Lazio

i residenti di Trastevere chiedono lo stop alle tende

Sul Lungotevere, a due passi da ponte Sisto, Roma ha di nuovo aperto gli occhi su un paesaggio che credeva d’aver archiviato: una lunga teoria di teloni multicolore, picchetti di fortuna, materassi sdruciti che corrono per decine di metri sulla banchina.

All’alba, la bruma che sale dal fiume avvolge la tendopoli come un sipario; poi il sole si alza e ne svela la trama di precarietà: cucine improvvisate, coperte stese ad asciugare, un braciere acceso con legna umida che fuma denso e acre.

Siamo nel cuore della Capitale‑cartolina, dove i turisti arrivano per fotografare il cupolone che s’illumia al tramonto; eppure, sotto quel belvedere, si consuma un’altra città, fatta di bivacchi, traffici opachi e vite alla deriva.

Ombre di un passato mai davvero risolto

I residenti lo ripetono sottovoce: «Qui il Tevere porta con sé cattivi ricordi». Era il 2016 quando un giovane studente statunitense venne trovato senza vita nelle acque scure poco più a valle; quattro anni dopo, un senzatetto fu accoltellato tra le baracche.

In entrambi i casi spuntò il nome, ormai leggendario e sinistro, di D.P., il “fantasma del fiume”, un uomo capace di scomparire e ricomparire tra argini, anfratti e storie di droga.

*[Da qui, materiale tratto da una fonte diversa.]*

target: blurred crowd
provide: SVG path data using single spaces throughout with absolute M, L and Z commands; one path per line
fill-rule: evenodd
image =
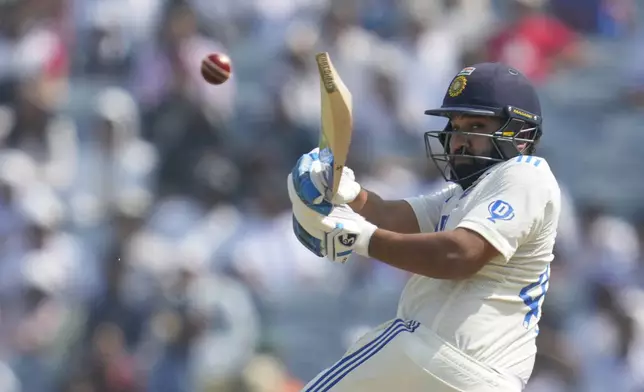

Da allora il Lungotevere vive in una memoria popolata di paure: bastano pochi teloni per riaccenderla.

Il coro degli abitanti

Dal quartiere Trastevere alle vie limitrofe, le chat condominiali ribollono: «Di notte non c’è pace», «gli schiamazzi sotto le finestre», «il traffico di bottiglie e pacchetti che passano di mano in mano». Chi ha vista fiume conta ormai i minuti che separano un pattugliamento dall’altro.

«Servono controlli continui, non blitz spot», protestano i residenti. E intanto si domandano dove sia finito il progetto di riqualificazione promesso dopo l’ultimo sgombero, appena un anno fa.

Il balletto degli sgomberi

La storia, infatti, si ripete come una filastrocca: scatta la segnalazione sui social, partono i blitz di Polizia locale e Municipale, le tende vengono smontate, i rifiuti rimossi, i varchi chiusi.

Poi, trenta, quaranta, sessanta giorni e i teloni riappaiono come funghi. Perché la città–fiume ha un metabolismo lento e ostinato: chi vive di espedienti sa che qui si trova riparo; chi spaccia sa che, tra gli archi dei muraglioni, gli affari attecchiscono; chi non ha nulla spera almeno in un giaciglio di cartone.

Il nodo irrisolto: assistenza o repressione?

Al Campidoglio lo sanno bene: una ruspa non cancella il disagio sociale, ma un presidio fisso costa uomini e fondi.

Dal lato opposto, la Prefettura mette sul tavolo «un protocollo ordine pubblico» con Polizia di Stato, Guardia di Finanza e Reparto fluviale: pattugliamenti h24, fari notturni, telecamere termiche lungo l’argine.

Le due strategie restano parallele, come i binari del tram che corre su lungotevere dei Vallati: non si incontrano mai.

Un fiume da restitui­re

Eppure, la città che guarda dall’alto, non vuole arrendersi. Il nuovo Piano per il Tevere — parcheggi interrati, giardini d’affaccio, ciclabile continua fino a Castel Giubileo — promette di trasformare quelle banchine in un boulevard d’acqua.

Ma finché la rinascita non diventerà cantiere, la scena quotidiana la scriveranno le tende. «Il Tevere è il nostro mare», dicono i romani.

Oggi però assomiglia a un porto senza dogane, dove tutto entra e nulla viene registrato: storie di chi dorme al gelo, fantasmi di vecchi delitti, paure che risalgono a galla ogni volta che il fiume refluisce.

Finché qualcuno — istituzioni, associazioni, cittadinanza — non riuscirà a cucire insieme sicurezza e solidarietà, la corrente continuerà a portar via gli stessi detriti. E la capitale‑cartolina resterà appesa, fragile, a un filo di tende colorate che il primo vento forte può strappare di nuovo.